Von diesen Ursprüngen scheint heute in der öffentlichen Wahrnehmung wenig übrig geblieben. Prägend ist einerseits der weltweite Erfolg des US-amerikanischen True-Crime-Formats “Serial”, der zum Aufkommen eines neuartigen, oft seriell strukturierten narrativen Audio- Journalismus führte. Daneben florieren ‘authentische’ Talk- und Gesprächsformate, bei denen Persönlichkeit und Subjektivität im Vordergrund stehen.
Andererseits wird die aktuelle Entwicklung durch große Plattformanbieter (Spotify, Audible) und Monetarisierungsbestrebungen geprägt: Ähnlich wie Musik unterliegen nun auch Wortinhalte verstärkt Prozessen algorithmischer Filterung und einer “Datafizierung” des Hörens. Damit befindet Podcasting sich zusehends im Spannungsfeld zwischen dezentral strukturierter Open- Source-Technologie und der “Einhegung” durch kommerziell ausgerichtete Plattformen. Nicht zuletzt wirken auch die Dynamiken der Aufmerksamkeitsökonomie auf die Entwicklung des Mediums ein.
Der zunehmenden Relevanz steht hierzulande eine eher überschaubare Anzahl an akademischer Literatur und Studien gegenüber, häufig aus den Anfangsjahren des Mediums. Während etwa der edukative Gebrauch (international) gut erforscht ist, sind noch viele Fragen offen, welchen Platz Podcasting im Spektrum digital-medialer Öffentlichkeiten einnimmt. Es besteht also Anlass genug für eine erste umfassende Bestandsaufnahme und wissenschaftliche Verortung dieser vielgestaltigen Kommunikationsform im deutschsprachigen Raum.

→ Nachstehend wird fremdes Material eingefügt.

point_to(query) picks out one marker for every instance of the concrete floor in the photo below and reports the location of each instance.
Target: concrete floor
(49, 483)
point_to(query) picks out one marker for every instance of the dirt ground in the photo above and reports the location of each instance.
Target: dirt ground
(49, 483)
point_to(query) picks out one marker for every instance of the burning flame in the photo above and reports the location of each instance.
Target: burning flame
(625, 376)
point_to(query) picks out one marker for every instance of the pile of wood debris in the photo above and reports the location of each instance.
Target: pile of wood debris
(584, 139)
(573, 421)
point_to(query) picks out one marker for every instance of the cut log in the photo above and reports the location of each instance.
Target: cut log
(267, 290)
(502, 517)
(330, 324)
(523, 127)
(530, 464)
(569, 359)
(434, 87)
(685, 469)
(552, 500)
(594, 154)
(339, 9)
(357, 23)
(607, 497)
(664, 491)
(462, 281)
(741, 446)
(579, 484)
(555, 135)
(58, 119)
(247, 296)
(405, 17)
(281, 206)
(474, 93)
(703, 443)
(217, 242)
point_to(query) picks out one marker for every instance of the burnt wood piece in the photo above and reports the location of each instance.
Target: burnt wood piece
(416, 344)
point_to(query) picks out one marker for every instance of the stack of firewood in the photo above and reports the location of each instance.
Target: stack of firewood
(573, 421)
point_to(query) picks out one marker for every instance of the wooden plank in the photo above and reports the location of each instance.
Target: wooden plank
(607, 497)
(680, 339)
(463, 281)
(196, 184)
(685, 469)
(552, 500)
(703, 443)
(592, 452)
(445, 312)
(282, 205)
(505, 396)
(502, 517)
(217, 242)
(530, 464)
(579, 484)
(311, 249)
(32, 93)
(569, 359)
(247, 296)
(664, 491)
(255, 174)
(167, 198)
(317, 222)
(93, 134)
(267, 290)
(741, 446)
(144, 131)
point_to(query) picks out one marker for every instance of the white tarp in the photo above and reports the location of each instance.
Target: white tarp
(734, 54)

Für eine Sonderausgabe des interdisziplinär-sozialwissenschaftlichen Online-Journals kommunikation@gesellschaft suchen wir Journal-Beiträge, Essays, Forschungsnotizen oder andere Analysen zum Thema Podcasting. Darüber hinaus laden wir dazu ein, neben schriftlichen Beiträgen auch Vorschläge für Audio-Formate einzureichen. Denkbar sind etwa thematisch fokussierte (editierte) Interviews mit Praktiker*innen, Audio Papers bzw. Essays oder Podcast-Analysen; eine Orientierung bieten z. B. das Audio Paper-Manifesto (2016) sowie das Audio-Essay “Knowing Sounds” (Fox/Llinares 2018).

Die folgenden Stichworte geben Hinweise auf mögliche Themen und Fragestellungen, ohne Beiträge zu darüber hinausgehenden Aspekten auszuschließen, sofern sie sich in das Oberthema einordnen lassen.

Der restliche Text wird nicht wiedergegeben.